You pay Dr. Jason Jeffrey Jones for his time and labor, so that he produces a public, peer review report.
Peer review.Peer review is a component of the scientific process. An expert evaluates another's research. The best peer reviews provide constructive criticism to the authors so that they can improve their process and presentation.
Report. In practice, many peer reviews are dashed-off, first impression, near-stream-of-consciousness ramblings. The audience is an editor, and the goal is to signal in-group versus out-group status. In contrast, Dr. Jones will provide a structured report. The audience is the author and interested third-party readers.
Public. Most peer review comes from anonymous reviewers and is only seen by a few individuals. That is a shame. Experts' evaluations likely contain hard-won world knowledge and the wisdom of long experience. Better to make peer review publicly available. Weak critiques and gatekeeping will be exposed and less prevalent. Anyone and everyone may benefit from thoughtful, useful evaluations that share knowledge and experience.
More concretely, you pay Dr. Jones:
$1 for a half-day evaluation and publicly posted review document.*
$2 for a full-day evaluation and publicly posted review document.*
* Prices double with every completed paid review until demand and supply reach equilibrium.
Who are you?
I am a husband and father, loved by many. Wait, that's not what you're looking for.
Dr. Jason Jeffrey Jones is a computational social scientist whose expertise includes online experiments, social networks, high-throughput text analysis and machine learning. He is interested in humans’ perceptions of themselves and the developing role of artificial intelligence in society.
Dr. Jones has studied the effectiveness of virtual reality in evoking empathy, the dynamics of gender stereotypes in language over decades and temporal trends in personally expressed identity.
Dr. Jones' research is published in numerous peer reviewed journals and has been cited thousands of times. His work has been discussed in the New York Times, The Atlantic, Sports Illustrated and the Washington Post.
How does it work?
You prepare a manuscript to be reviewed and post it in a publicly accessible place.The version I review must be publicly available in the interest of open science and accountability (yours and mine).
Use the order form to purchase a half- or full-day review.You must pay the full fee in advance. No refunds.
I will contact you and tell you the date I have scheduled the review.I have time and motivation for one review per week. Wait time will depend upon demand.
I will post my peer review report to this website the day after I complete my evaluation.My report will carry a CC0 license - meaning anyone can use it any way they wish. You, your editor, your audience, your employer, whoever will now possess my evaluation of your work.
Where are these reviews?
My completed reviews primarily live here on jasonjones.ninja, publicly accessible with no ads or registration.

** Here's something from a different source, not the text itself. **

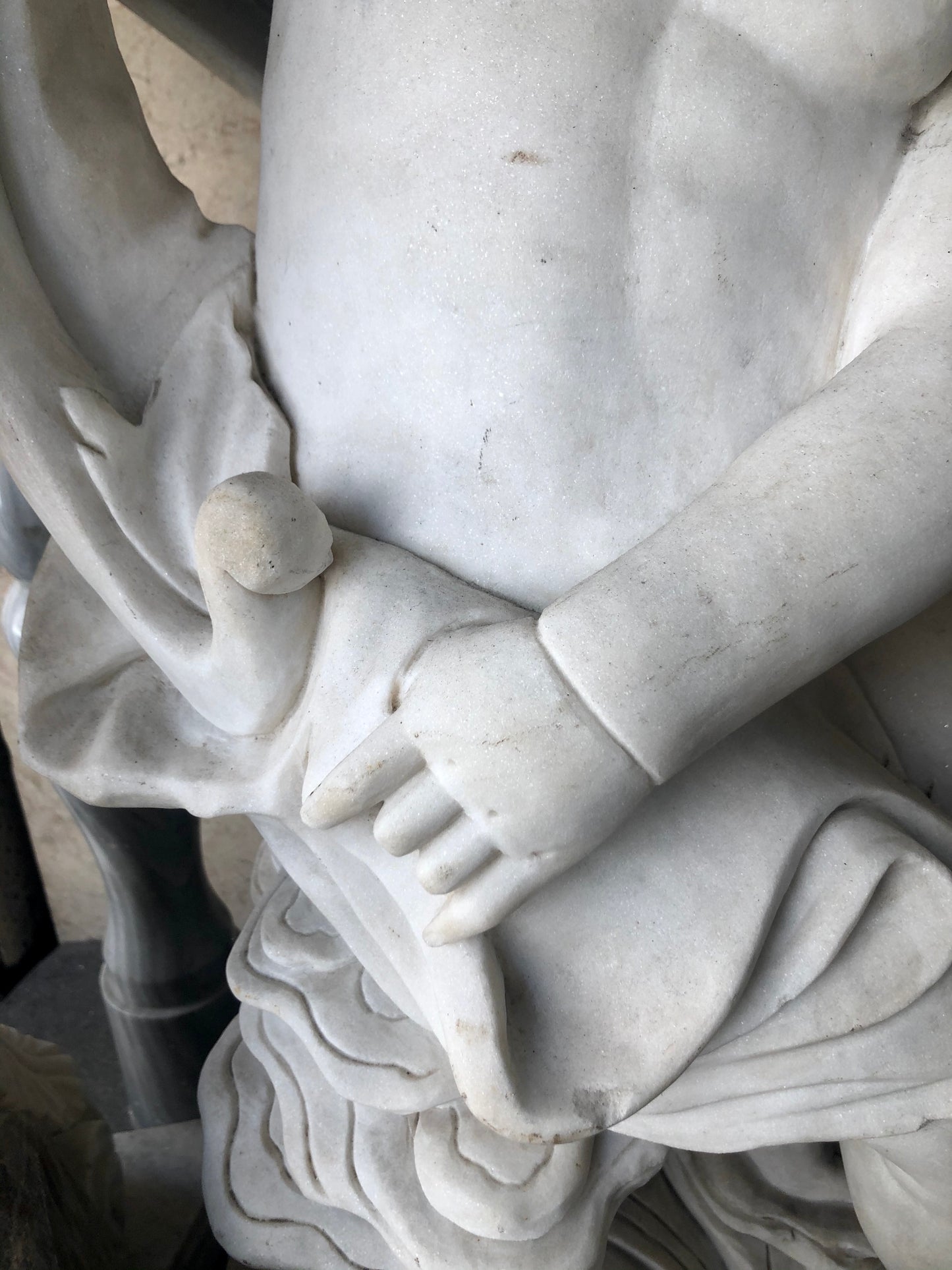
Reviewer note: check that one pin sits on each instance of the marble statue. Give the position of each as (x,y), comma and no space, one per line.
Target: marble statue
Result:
(544,531)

I will post a copy of each review to TODO repository, so that a larger, better-funded third-party organization also maintains an archive.

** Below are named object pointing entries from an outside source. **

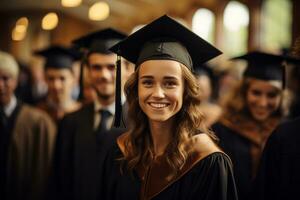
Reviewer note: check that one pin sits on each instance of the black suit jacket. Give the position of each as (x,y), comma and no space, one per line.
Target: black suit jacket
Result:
(79,155)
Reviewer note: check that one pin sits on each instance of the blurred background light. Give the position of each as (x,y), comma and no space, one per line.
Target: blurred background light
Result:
(99,11)
(20,29)
(50,21)
(236,16)
(71,3)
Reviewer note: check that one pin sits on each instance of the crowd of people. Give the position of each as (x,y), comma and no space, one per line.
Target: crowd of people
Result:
(137,117)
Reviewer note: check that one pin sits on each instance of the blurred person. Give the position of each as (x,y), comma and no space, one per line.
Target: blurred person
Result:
(27,137)
(252,111)
(209,107)
(167,153)
(60,79)
(294,80)
(279,176)
(81,135)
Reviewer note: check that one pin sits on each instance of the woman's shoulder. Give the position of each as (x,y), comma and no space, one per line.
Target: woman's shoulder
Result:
(202,144)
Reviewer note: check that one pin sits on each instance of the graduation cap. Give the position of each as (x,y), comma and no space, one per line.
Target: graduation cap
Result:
(205,70)
(162,39)
(99,41)
(58,57)
(265,66)
(96,42)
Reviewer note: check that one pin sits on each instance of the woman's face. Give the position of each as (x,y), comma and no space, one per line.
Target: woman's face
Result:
(160,89)
(263,99)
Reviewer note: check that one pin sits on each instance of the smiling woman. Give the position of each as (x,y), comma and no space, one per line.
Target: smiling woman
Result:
(167,153)
(251,112)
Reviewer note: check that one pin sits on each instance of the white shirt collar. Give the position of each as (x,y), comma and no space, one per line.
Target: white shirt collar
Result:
(110,108)
(8,109)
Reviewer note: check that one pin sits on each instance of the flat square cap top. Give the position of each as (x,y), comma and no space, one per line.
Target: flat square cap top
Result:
(99,41)
(165,38)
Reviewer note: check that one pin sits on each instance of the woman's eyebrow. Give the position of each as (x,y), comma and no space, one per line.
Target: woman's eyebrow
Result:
(146,76)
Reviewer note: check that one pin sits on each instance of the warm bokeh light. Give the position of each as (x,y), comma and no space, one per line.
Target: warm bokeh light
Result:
(236,16)
(70,3)
(50,21)
(19,31)
(18,35)
(22,24)
(203,24)
(99,11)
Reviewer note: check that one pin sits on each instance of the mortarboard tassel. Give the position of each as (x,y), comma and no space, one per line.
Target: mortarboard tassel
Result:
(118,103)
(81,83)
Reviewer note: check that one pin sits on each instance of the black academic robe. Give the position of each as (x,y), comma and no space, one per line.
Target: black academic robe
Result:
(210,178)
(28,154)
(279,173)
(237,148)
(78,156)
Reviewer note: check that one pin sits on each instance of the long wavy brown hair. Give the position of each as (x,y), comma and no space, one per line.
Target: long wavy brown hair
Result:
(234,104)
(296,48)
(189,122)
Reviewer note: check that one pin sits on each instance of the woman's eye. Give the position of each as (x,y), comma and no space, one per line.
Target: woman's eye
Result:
(147,82)
(256,92)
(273,94)
(170,84)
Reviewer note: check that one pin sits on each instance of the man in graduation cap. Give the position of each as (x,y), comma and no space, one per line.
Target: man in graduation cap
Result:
(60,79)
(206,80)
(81,134)
(27,137)
(250,114)
(279,175)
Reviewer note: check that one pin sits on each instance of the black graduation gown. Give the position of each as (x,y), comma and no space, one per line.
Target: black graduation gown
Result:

Why should I pay for something I can get for free?
It has been my experience receiving free reviews that you get what you pay for.
Slow. A fast peer review process takes three weeks. More typical wait time is months. Most of that time is reviewer procrastination - not meticulous review. The typical peer reviewer spends fivehours on a manuscript.
Bad. Norms are that peer reviews are confidential. That means poor quality reviews occur, receive no feedback and waste the time of authors and editors. Ask any academic if they have a story about a low quality review.
In the paid, public peer review model, reviewers (me, in this case) are incentivized to produce good reviews quickly. If your reviews are too bad or too slow, payers will find better providers.
Isn't this evil?
I don't think so. I'm open to being convinced otherwise.